When we are in the page architecture, we usually divide into three section:header, body, and footer. As the following page:
At this point we need to set the body part to a minimum height to avoid the footer part appearing in the middle of the page. Let's say the following in this notation:
. page-content-header { min-height:5%;}. page-content-body { min-height:100%;}. page-content-footer { min-height:5%;}
This kind of writing will let the body part has a full page size height, the footer part will naturally be at the lowest end of the page, and when the body part of the content exceeds 100%, the height will be automatically open, there will be no overflow situation.

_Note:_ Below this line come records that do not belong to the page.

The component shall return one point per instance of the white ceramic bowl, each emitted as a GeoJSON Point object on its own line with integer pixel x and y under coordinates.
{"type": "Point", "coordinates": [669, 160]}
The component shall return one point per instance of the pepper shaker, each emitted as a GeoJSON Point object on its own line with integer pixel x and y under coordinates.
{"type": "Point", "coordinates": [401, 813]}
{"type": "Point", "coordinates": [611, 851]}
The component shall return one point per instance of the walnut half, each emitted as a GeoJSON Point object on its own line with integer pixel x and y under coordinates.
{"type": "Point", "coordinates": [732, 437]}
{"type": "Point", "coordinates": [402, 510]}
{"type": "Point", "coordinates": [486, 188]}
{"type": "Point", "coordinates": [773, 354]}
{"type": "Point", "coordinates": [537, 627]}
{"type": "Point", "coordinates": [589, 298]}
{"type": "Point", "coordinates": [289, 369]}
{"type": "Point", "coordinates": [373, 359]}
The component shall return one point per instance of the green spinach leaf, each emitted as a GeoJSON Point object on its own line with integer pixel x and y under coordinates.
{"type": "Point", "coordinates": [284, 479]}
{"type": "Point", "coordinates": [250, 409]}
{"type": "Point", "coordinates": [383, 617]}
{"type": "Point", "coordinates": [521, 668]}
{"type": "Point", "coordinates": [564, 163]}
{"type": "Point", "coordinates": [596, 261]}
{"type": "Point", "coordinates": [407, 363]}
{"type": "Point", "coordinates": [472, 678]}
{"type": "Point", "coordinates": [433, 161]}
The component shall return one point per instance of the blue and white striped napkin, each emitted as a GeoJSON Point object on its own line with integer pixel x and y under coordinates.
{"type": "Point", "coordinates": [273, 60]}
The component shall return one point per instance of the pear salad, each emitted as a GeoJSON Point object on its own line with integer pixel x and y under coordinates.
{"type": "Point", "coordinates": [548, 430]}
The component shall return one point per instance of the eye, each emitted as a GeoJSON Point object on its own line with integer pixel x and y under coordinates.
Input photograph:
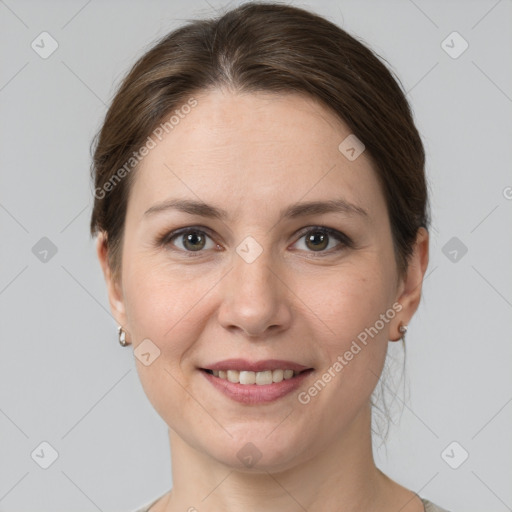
{"type": "Point", "coordinates": [188, 240]}
{"type": "Point", "coordinates": [319, 239]}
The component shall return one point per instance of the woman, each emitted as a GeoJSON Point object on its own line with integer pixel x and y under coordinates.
{"type": "Point", "coordinates": [261, 212]}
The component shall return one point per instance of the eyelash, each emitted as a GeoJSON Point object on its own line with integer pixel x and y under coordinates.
{"type": "Point", "coordinates": [345, 242]}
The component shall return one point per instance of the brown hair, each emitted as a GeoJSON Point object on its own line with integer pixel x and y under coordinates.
{"type": "Point", "coordinates": [264, 47]}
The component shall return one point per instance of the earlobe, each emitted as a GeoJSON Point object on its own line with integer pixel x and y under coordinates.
{"type": "Point", "coordinates": [412, 283]}
{"type": "Point", "coordinates": [114, 291]}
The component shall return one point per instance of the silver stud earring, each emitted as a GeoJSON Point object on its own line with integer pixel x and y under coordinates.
{"type": "Point", "coordinates": [122, 336]}
{"type": "Point", "coordinates": [403, 329]}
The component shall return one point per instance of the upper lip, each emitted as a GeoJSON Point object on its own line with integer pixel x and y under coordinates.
{"type": "Point", "coordinates": [256, 366]}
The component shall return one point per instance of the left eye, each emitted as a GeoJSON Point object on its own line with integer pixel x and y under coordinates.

However, the problem comes, Firefox is not compatible with this writing, min-height:100% completely does not take effect, we can use the following methods to be compatible:
. page-content-body { min-height:100%; /* Firefox compatible */ min-height:600px!important;}. Page-content-body:after { content: ""; Visibility:hidden; Display:block; Clear:both; height:0px;}
First we use!important to do hack to Firefox, set a minimum height of 600px, and then use pseudo-elements: After to do the style cleanup to achieve when the content exceeds the minimum height, the height will increase correspondingly.
We set the Display box type to block-level element block, set clear to not allow floating elements on both sides, we inserted the content of the build is empty, and then set the height to 0, the element is set to invisible.
This will allow Firefox to achieve the minimum height and content beyond the adaptive.